Она сказала, будто меня ненавидит, но слышала мое признание в любви. Сейчас оно и мне самому казалось странным. Как это я мог влюбиться с первого взгляда в девушку, о которой абсолютно ничего не знал? Не знал ни имени, ни интересов, ни возраста. Мне самому это казалось странным, но я был уверен, что полюбил ее. Полюбил эту незнакомку из сада, причем полюбил навсегда.
Увлеченный этими мыслями, я, видимо, забыл про осторожность и оступился. Надо было за что-то ухватиться, но ветки под двойной тяжестью наших тел ломались, в руках больше не осталось сил, и мы с моим мертвым другом ухнули в темноту. Меня явственно обдало ледяное дыхание смерти.

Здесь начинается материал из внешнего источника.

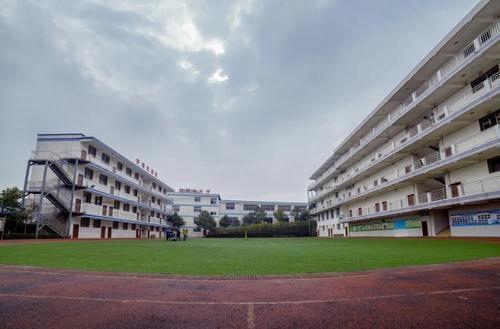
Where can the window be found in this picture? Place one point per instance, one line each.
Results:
(490, 120)
(250, 207)
(475, 84)
(105, 158)
(411, 199)
(103, 179)
(89, 173)
(494, 164)
(267, 207)
(87, 197)
(92, 150)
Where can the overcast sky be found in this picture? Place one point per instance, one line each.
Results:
(246, 98)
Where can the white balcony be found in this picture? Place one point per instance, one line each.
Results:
(435, 160)
(449, 107)
(485, 38)
(469, 192)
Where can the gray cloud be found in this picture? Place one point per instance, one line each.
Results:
(300, 76)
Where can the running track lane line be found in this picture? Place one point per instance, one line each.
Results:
(179, 277)
(250, 314)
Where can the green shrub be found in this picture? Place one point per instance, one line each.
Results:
(299, 229)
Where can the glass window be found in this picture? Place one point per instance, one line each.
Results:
(89, 173)
(105, 158)
(92, 150)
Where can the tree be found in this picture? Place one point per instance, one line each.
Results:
(250, 219)
(9, 200)
(176, 220)
(280, 216)
(205, 221)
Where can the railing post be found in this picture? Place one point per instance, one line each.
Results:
(70, 218)
(25, 186)
(40, 203)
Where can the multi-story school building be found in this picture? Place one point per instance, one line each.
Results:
(79, 187)
(189, 203)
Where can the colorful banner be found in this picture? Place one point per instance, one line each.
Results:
(398, 224)
(488, 217)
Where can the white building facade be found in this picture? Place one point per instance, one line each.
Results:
(189, 203)
(426, 161)
(79, 187)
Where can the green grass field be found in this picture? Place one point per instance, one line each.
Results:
(237, 256)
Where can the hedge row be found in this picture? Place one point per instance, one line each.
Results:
(297, 229)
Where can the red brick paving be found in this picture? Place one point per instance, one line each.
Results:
(460, 295)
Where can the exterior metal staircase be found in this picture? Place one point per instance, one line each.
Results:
(61, 174)
(53, 222)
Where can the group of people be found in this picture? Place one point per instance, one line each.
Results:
(177, 234)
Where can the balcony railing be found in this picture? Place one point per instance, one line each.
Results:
(444, 72)
(486, 185)
(448, 107)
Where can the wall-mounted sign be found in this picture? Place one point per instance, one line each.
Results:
(398, 224)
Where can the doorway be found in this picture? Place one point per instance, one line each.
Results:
(425, 230)
(76, 228)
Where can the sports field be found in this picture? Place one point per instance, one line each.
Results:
(237, 256)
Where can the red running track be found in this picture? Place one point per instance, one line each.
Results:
(459, 295)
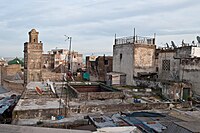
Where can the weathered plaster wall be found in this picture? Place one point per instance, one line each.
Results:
(144, 58)
(190, 71)
(52, 76)
(173, 73)
(15, 86)
(125, 63)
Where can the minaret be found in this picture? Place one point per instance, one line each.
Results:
(33, 58)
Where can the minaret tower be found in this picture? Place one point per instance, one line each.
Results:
(33, 58)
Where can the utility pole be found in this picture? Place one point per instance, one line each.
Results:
(69, 53)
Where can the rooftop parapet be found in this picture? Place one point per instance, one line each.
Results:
(135, 40)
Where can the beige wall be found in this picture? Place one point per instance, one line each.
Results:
(14, 86)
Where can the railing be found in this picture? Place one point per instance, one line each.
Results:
(135, 39)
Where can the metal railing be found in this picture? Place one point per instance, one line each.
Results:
(135, 39)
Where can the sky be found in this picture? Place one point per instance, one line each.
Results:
(92, 24)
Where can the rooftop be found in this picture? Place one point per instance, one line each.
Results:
(135, 40)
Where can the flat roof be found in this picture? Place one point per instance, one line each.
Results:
(41, 103)
(27, 129)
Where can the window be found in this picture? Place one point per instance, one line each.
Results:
(121, 56)
(166, 65)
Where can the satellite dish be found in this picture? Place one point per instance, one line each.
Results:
(183, 43)
(167, 45)
(173, 44)
(193, 42)
(198, 39)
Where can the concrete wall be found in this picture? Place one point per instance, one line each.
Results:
(173, 73)
(10, 70)
(144, 58)
(15, 86)
(52, 76)
(44, 114)
(190, 71)
(99, 67)
(125, 64)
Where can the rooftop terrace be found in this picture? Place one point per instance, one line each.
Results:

Но падение было недолгим. Мы упали на мягкую поверхность, она прогнулась под нашим весом, спружинила и подбросила вверх, точно цирковой батут. В тусклом, но вездесущем свете амторианской ночи я увидел, что попал в паутину свирепого амторианского паука! Ну здорово!
Я пытался пробраться поближе к краю паутины, ухватиться за какую-нибудь ветку, чтобы выбраться на твердь. Но с каждым движением запутывался все больше. И Камлот, скажу вам, болтавшийся уже на крестце, как-то не помогал моему высвобождению. Положение было ужасным, и с каждой секундой становилось все хуже. В дальнем конце паутины показалось огромное мерзкое тело тарго.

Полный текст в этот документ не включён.